We have cluster config set host to a cluster login node, and both Clusters -> Shell Access, and Job Composer -> Open Terminal, open a terminal on this login node (as expected). From the file browser, it is possible to open a terminal on the OnDemand host. What are the intentions for which hosts users will have shell access to? Is it possible to configure OOD to only offer shell access to the cluster login node, and not the OnDemand host (possibly with file browser also using the login node)? We don’t have a current need for multi-cluster OOD, but I would like to better understand the OOD-cluster interaction – since we had to configure Slurm on the OOD host to make it similar to a login node for the cluster, how could it be like a login node for more than one cluster (managed by different Slurm instances)?
The file browser defaults to opening the shell to
/pun/sys/shell/ssh/default and then default ssh host for the shell app is localhost but can be changed by setting
DEFAULT_SSHHOST in /etc/ood/config/apps/shell/env. https://osc.github.io/ood-documentation/master/customization.html#set-default-ssh-host
The shell app doesn’t yet read the cluster configs which is unfortunate.
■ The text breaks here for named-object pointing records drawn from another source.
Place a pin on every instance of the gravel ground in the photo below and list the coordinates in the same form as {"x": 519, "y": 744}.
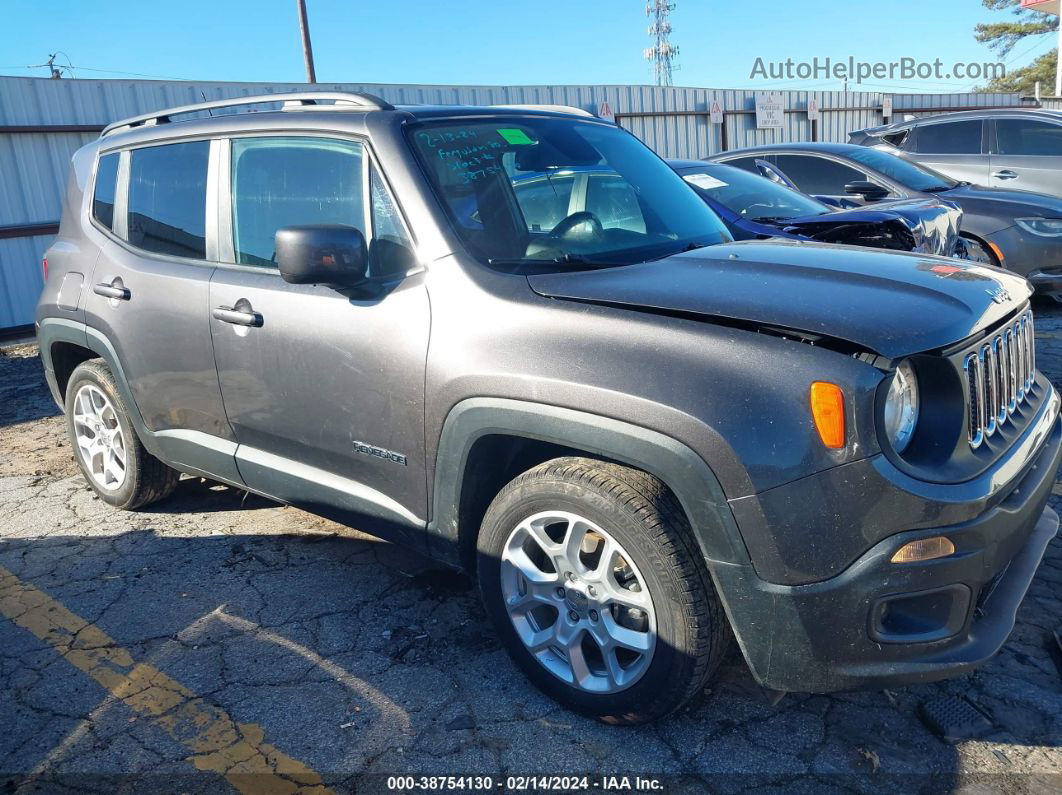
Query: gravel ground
{"x": 137, "y": 641}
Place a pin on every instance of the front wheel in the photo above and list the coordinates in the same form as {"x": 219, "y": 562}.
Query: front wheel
{"x": 593, "y": 580}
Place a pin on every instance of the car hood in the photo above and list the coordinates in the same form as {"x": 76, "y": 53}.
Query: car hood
{"x": 934, "y": 225}
{"x": 887, "y": 303}
{"x": 1014, "y": 203}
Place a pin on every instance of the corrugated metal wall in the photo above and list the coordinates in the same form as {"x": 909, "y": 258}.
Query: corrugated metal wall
{"x": 673, "y": 121}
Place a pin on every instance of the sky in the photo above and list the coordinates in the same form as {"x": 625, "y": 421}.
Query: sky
{"x": 479, "y": 41}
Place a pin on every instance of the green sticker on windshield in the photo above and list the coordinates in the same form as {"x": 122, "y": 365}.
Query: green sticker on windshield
{"x": 515, "y": 136}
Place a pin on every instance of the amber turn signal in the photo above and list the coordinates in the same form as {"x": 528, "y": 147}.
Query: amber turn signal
{"x": 827, "y": 410}
{"x": 927, "y": 549}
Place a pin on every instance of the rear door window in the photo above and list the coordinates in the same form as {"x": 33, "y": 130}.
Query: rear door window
{"x": 167, "y": 199}
{"x": 103, "y": 193}
{"x": 817, "y": 174}
{"x": 1028, "y": 137}
{"x": 947, "y": 138}
{"x": 285, "y": 182}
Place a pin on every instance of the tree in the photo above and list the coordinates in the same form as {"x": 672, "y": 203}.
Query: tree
{"x": 1003, "y": 37}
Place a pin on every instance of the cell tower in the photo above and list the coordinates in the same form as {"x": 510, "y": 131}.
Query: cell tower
{"x": 662, "y": 54}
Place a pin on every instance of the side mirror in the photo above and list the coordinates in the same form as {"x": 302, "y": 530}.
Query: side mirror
{"x": 870, "y": 191}
{"x": 331, "y": 255}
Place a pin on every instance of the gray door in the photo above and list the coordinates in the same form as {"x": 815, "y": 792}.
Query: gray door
{"x": 953, "y": 148}
{"x": 324, "y": 391}
{"x": 1027, "y": 155}
{"x": 150, "y": 299}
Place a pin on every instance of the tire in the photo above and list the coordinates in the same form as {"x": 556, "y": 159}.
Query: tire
{"x": 648, "y": 526}
{"x": 143, "y": 479}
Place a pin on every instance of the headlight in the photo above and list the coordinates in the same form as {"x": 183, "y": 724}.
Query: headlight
{"x": 1045, "y": 227}
{"x": 902, "y": 407}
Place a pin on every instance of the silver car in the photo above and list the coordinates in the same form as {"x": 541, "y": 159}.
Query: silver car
{"x": 1012, "y": 148}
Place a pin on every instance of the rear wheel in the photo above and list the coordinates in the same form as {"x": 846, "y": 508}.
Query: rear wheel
{"x": 109, "y": 453}
{"x": 592, "y": 577}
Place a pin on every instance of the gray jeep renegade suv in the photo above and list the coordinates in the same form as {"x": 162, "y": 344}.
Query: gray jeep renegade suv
{"x": 640, "y": 436}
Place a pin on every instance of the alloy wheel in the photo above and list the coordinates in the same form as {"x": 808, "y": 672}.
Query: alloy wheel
{"x": 578, "y": 602}
{"x": 98, "y": 433}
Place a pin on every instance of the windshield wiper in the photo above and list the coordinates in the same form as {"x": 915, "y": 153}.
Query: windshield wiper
{"x": 579, "y": 261}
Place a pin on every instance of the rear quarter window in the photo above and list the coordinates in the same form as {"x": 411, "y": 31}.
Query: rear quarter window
{"x": 1028, "y": 137}
{"x": 947, "y": 138}
{"x": 167, "y": 199}
{"x": 103, "y": 192}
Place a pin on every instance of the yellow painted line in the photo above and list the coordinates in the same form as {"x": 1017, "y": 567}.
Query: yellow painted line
{"x": 217, "y": 742}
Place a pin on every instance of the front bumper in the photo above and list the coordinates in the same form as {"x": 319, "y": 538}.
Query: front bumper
{"x": 1037, "y": 258}
{"x": 877, "y": 623}
{"x": 1047, "y": 282}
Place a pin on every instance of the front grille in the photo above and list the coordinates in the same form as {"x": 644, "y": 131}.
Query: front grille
{"x": 999, "y": 377}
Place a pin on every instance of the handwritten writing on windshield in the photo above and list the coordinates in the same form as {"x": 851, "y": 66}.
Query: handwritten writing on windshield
{"x": 465, "y": 153}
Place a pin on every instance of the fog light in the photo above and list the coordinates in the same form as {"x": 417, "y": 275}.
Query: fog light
{"x": 927, "y": 549}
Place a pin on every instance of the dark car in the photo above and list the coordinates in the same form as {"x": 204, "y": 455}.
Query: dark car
{"x": 1018, "y": 230}
{"x": 639, "y": 437}
{"x": 1012, "y": 148}
{"x": 753, "y": 208}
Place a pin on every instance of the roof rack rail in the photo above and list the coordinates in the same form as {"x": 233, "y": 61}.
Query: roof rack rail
{"x": 294, "y": 101}
{"x": 555, "y": 108}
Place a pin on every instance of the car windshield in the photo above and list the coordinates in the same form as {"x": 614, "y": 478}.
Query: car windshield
{"x": 751, "y": 195}
{"x": 905, "y": 172}
{"x": 534, "y": 193}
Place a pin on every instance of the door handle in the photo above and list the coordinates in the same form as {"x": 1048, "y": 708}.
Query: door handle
{"x": 236, "y": 316}
{"x": 112, "y": 291}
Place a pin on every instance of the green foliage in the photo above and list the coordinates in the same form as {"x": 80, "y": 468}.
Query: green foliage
{"x": 1024, "y": 80}
{"x": 1003, "y": 36}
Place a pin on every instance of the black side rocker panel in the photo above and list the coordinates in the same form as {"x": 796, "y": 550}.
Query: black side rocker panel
{"x": 683, "y": 470}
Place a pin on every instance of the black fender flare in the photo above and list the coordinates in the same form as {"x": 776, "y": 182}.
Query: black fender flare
{"x": 685, "y": 472}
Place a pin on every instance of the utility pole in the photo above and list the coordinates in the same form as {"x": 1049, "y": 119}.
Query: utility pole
{"x": 307, "y": 48}
{"x": 662, "y": 54}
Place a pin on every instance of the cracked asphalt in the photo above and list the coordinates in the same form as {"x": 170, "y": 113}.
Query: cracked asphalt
{"x": 219, "y": 640}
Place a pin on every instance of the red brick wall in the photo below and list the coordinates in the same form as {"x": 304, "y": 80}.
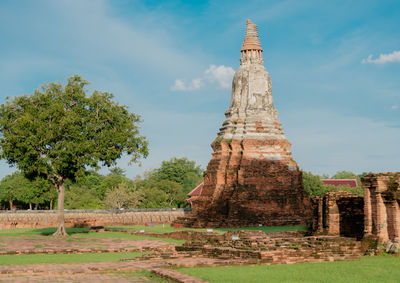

Those used to be separate web apps in separate repos, and we recently merged into a single repo to make development easier. I opened https://github.com/OSC/ondemand/issues/358 to track that.
how could it be like a login node for more than one cluster
Of course if the client binaries could submit to multiple clusters, then you could just use that. At OSC we currently use Torque + Moab and a single set of Torque client binaries can be used to submit jobs to multiple clusters, even if the Torque servers vary slightly by version.
If you can’t do that, then another approach is to use a ssh wrapper scripts around sbatch squeue etc. The wrapper scripts would actually execute the commands via ssh on another host, such as a login node for that cluster. See https://osc.github.io/ood-documentation/master/installation/resource-manager/slurm.html. You would have a set of wrapper scripts for each cluster and use bin_overrides to specify which wrapper scripts to use in each cluster config. I opened https://github.com/OSC/ood_core/issues/170 to track making this approach easier, without the need for wrapper scripts.
There is a site where both the file systems and the schedulers for each cluster are completely different. At this time this model doesn’t work well with OnDemand, which prefers a shared file system between the clusters and the web node, so that site opted to just stand up separate OnDemand instances for each cluster.